On 2/27/07, Lesley Walker lesley.walker@opus.co.nz wrote:
Running openldap 2.3.32 with bdb 4.2 (and using syncrepl if that's relevant).
I need to deal with the issue of how to safely delete old bdb log files on our many replicas.
In a previous thread, Aaron Richton wrote:
I'd recommend DB_LOG_AUTOREMOVE. Barring that, you can run db_archive manually. Check Sleepycat docs for details on either.
Well, I just ran db_archive and caused widespread chaos because most (all?) of the replicas stopped responding to queries. (I have yet to perform a post-mortem)
I know that there's a bug in bdb 4.2 that causes logs to be held open even though they're no longer required. Upgrading bdb is not on the cards right now so I need to work around that problem by stopping and starting openldap.
So the question I have just at the moment is, when I run db_archive, should openldap be running or not running?

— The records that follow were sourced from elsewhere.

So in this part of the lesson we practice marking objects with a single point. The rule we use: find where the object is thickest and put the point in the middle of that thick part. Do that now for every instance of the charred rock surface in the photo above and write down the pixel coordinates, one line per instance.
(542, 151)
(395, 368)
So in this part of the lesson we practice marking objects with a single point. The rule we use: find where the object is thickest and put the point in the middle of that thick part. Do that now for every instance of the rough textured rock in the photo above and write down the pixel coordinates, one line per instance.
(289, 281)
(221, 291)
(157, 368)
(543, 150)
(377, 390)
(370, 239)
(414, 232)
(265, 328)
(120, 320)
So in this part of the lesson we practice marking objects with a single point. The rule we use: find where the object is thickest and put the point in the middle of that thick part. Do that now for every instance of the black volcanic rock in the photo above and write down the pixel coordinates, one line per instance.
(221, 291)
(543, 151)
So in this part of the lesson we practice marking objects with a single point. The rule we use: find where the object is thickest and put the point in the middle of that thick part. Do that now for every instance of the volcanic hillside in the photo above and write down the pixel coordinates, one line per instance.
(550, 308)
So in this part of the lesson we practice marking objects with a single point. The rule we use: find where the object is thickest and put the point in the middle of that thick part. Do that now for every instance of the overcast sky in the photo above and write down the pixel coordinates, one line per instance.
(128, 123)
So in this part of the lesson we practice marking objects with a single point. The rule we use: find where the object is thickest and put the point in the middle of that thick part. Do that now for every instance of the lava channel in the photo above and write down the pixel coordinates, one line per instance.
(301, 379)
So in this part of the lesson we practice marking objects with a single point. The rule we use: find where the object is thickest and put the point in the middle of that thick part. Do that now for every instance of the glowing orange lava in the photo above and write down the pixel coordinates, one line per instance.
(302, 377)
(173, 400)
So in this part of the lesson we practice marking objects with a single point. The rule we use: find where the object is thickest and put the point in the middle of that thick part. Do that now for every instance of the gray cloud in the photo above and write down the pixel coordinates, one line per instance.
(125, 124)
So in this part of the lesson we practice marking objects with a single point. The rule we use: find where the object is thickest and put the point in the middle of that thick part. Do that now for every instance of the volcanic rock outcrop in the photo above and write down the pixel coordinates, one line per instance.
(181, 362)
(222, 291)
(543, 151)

I've seen nothing in any docs that suggest it should be stopped, and the bdb docs simply imply that applications are expected to be running (but I'm not a programmer so my I interpreted it wrongly). So I ran db_archive just after starting openldap. Was that the wrong thing to do, and is it an obvious cause for the meltdown?
What options to db_archive did you use? I'm safely using -d and -a | xargs without any issues. Are you sure you used the db_archive that corresponds to the version of bdb that's being used?
After you ran db_recover and the server stopped responding, did you restart slapd and it started responding again? If not, did you try to start with debugging info to figure out why? How many log files did it remove? Maybe openldap hadn't fully initialized, or had a lot of writes pending when you did the db_archive. (although I don't think that should matter)
I would also recommend not using distro packages for anything you rely on beyond what the OS needs to run.